Szkodliwy projekt budżetu na 2013 rok
Dziś w Sejmie pierwsze czytanie projektu budżetu, który przyjął rząd. Przyjęty przez Sejm projekt zakłada, że deficyt w 2013 r. nie przekroczy 35,5 mld zł, gospodarka będzie się rozwijać w tempie 2,2 proc., a średnioroczna inflacja wyniesie 2,7 proc.
Nie jest to budżet, który zdynamizuje gospodarkę, a to jest obecnie Polsce potrzebne – powiedział ekonomista i poseł prof. Jerzy Żyżyński.

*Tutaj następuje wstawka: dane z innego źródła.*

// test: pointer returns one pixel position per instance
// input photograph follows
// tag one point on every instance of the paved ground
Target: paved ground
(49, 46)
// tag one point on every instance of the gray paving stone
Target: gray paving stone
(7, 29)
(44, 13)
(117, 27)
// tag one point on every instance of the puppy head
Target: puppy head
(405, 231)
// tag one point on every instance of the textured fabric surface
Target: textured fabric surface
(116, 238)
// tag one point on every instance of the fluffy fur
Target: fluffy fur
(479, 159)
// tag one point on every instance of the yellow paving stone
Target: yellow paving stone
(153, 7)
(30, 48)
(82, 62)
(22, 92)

– Jest to budżet, w którym podstawowym celem jest tzw. konsolidacja finansów publicznych. Faktycznie polegałoby to na zmniejszaniu wydatków budżetowych w imię ograniczenia deficytu. Autorzy tego budżetu zdają sobie sprawę, że spowoduje to spowolnienie wzrostu gospodarczego. Pamiętajmy, że spowolnienie to nastąpiłoby w sytuacji kiedy Polska bardzo potrzebuje tego wzrostu; dlatego że mamy bardzo wysokie bezrobocie a dochody ludzi są bardzo niskie. W tej sytuacji, projektowanie takiego stagnacyjnego budżetu jest bardzo niepokojące, szkodliwe dla polskiej gospodarki i szkodliwe dla przyszłości obywateli, zwłaszcza młodych ludzi- mówi prof. Jerzy Żyżyński.Na początku dwudniowego posiedzenia Sejm zdecyduje dziś także, czy wprowadzić do porządku obrad informacje rządu na temat: planów likwidacji Funduszu Kościelnego; planów likwidacji części sądów rejonowych, oraz w sprawie skutków społecznych i gospodarczych wdrażania przez Polskę postanowień „Pakietu Klimatycznego”.